A sei mesi dal sisma: una casa per ricominciare

Il 24 febbraio si contano sei mesi dalla prima tragica scossa di terremoto dello scorso agosto. Un periodo lungo, durante il quale la Chiesa non ha mai mancato di accompagnare e sostenere la popolazione, portando ascolto e consolazione, ma anche aiuti materiali grazie ai sacerdoti e ai laici impegnati

«Fino all’altro giorno, quando ancora non avevo il container, siamo stati dentro la roulotte». Quella di Antonio e Giovanna è una delle famiglie colpite dal terremoto che grazie alla Chiesa hanno trovato una prima soluzione al problema abitativo. Hanno infatti ricevuto uno dei container messi a disposizione dalla Caritas italiana in collaborazione con la diocesi di Rieti, installata nella frazione amatriciana di Casali di Sotto. «Sono ambienti piccoli, ma noi ci troviamo benissimo. Rispetto alla roulotte c’è la differenza tra la notte e il giorno. Dopo sei mesi è una rinascita. Il bagno è comodissimo, c’è la doccia e l’acqua calda. Abbiamo tutto qui», spiega il signor Antonio.

Ad ascoltarlo si fa avanti un paradosso: il terremoto che rimette in ordine le cose, perché rovesciando tutto rifonda anche la scala dei valori, elencando i bisogni secondo la scala della necessità. «Dalla Caritas è arrivato un aiuto veramente grande – aggiunge la signora Giovanna – ha realizzato per noi un mini appartamento. Per me è stata una luce che si è accesa». In fondo è stato questo il compito della Chiesa sui luoghi del terremoto nei sei mesi che ci separano dalla prima scossa del 24 agosto scorso: portare un po’ di luce e di speranza, essere i primi a muovere le macerie, a partire da quelle interiori.

Per questo si è puntato a tenere unita la popolazione, a rinsaldare e fare coraggio. Non a caso, insieme alle case per chi l’ha persa, la Caritas ha tirato su le Case della Comunità: spazi polifunzionali, in cui la vita può riprendere a poco a poco la sua normalità. Come nel caso del centro Sant’Agostino ad Amatrice, inaugurato a tre mesi esatti dal sisma: una struttura prefabbricata dove si celebra la messa, ma che all’occorrenza ospita anche il parrucchiere e l’estetista. L’idea è quella di coltivare la bellezza dei rapporti umani: cos’è del resto la Chiesa se non l’esistenza quotidiana di una comunità illuminata dalla presenza di un tabernacolo?
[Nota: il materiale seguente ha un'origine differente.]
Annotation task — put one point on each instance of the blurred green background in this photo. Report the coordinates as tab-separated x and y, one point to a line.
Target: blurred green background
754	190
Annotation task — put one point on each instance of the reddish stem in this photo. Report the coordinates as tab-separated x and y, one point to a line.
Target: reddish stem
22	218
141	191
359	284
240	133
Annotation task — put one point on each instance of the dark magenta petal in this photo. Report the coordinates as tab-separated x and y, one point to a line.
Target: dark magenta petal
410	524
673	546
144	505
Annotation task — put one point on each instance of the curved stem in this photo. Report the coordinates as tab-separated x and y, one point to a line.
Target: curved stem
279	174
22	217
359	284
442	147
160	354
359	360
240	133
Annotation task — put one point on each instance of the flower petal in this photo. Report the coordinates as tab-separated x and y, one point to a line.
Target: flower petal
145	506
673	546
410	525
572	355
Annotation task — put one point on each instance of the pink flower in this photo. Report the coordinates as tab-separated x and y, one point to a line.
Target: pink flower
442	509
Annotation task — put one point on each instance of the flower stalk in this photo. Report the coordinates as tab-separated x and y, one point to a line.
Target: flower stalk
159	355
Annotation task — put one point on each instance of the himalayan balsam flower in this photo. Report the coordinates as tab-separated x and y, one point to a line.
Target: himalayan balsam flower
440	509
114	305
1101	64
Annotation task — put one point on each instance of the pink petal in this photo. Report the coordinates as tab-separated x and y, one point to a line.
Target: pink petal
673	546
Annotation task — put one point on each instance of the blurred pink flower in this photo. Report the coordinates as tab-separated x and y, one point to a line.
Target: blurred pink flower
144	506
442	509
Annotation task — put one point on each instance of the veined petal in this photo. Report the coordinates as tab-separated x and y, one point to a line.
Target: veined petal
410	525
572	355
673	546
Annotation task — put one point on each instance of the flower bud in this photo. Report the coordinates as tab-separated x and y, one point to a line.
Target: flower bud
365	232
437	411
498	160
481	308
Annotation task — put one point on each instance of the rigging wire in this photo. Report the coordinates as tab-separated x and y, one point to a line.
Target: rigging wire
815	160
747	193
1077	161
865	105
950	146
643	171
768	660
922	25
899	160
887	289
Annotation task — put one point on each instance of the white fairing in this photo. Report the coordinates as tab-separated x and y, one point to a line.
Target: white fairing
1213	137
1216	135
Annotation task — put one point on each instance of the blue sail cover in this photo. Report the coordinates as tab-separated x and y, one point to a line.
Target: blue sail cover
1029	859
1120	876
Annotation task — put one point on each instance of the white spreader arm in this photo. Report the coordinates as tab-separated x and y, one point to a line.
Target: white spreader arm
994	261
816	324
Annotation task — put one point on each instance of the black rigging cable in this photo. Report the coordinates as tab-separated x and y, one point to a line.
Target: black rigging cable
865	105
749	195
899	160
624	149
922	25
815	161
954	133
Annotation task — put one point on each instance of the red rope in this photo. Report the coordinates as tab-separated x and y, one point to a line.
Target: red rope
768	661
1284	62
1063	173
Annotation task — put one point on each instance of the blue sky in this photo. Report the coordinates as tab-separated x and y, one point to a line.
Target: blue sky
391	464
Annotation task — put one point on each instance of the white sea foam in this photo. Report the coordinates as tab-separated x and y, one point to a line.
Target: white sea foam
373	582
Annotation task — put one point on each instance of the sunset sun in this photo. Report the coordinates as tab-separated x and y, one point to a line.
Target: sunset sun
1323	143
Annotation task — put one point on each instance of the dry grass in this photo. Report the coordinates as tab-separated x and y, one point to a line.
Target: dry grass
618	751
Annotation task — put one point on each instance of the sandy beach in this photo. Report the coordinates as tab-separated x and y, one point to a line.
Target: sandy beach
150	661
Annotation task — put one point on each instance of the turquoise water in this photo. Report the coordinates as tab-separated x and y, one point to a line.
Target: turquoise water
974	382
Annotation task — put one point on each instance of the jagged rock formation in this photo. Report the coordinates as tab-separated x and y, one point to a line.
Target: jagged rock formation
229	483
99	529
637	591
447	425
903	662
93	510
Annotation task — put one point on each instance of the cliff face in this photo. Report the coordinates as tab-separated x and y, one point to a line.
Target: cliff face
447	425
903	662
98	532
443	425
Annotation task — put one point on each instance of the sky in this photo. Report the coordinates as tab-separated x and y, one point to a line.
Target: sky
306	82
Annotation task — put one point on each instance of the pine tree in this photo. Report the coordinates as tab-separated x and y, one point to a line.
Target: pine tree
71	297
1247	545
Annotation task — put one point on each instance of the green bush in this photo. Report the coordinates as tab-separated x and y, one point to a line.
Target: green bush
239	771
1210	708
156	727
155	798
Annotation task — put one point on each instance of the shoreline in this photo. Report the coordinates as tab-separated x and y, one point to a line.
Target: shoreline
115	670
E siccome la vita prosegue solo con il lavoro, la Caritas e la diocesi non hanno trascurato le imprese e chi le manda avanti. Soprattutto quelle legate al settore agricolo e dell’allevamento. E se dove è venuta giù la casa sono arrivati i container, dove sono crollate le stalle e le rimesse degli attrezzi, dei mezzi meccanici e dei mangimi, Caritas ha portato strutture di emergenza, per evitare l’arresto della produzione, per dire da subito che anche dopo il sisma c’è futuro. In tante situazioni la Chiesa è intervenuta sin dall’inizio, senza sprecare tempo, rispondendo con urgenza all’emergenza prima di lasciare spazio alla fase della progettazione. Quest’ultima si è poi fatta avanti grazie alla presenza costante del vescovo, dei sacerdoti e dei religiosi, degli operatori Caritas. Perché la Chiesa è stata un punto di riferimento sin dai primi giorni per la popolazione messa di fronte alla tragedia del terremoto, e resta in ascolto delle tante esigenze: quelle dei cuori e quelle materiali.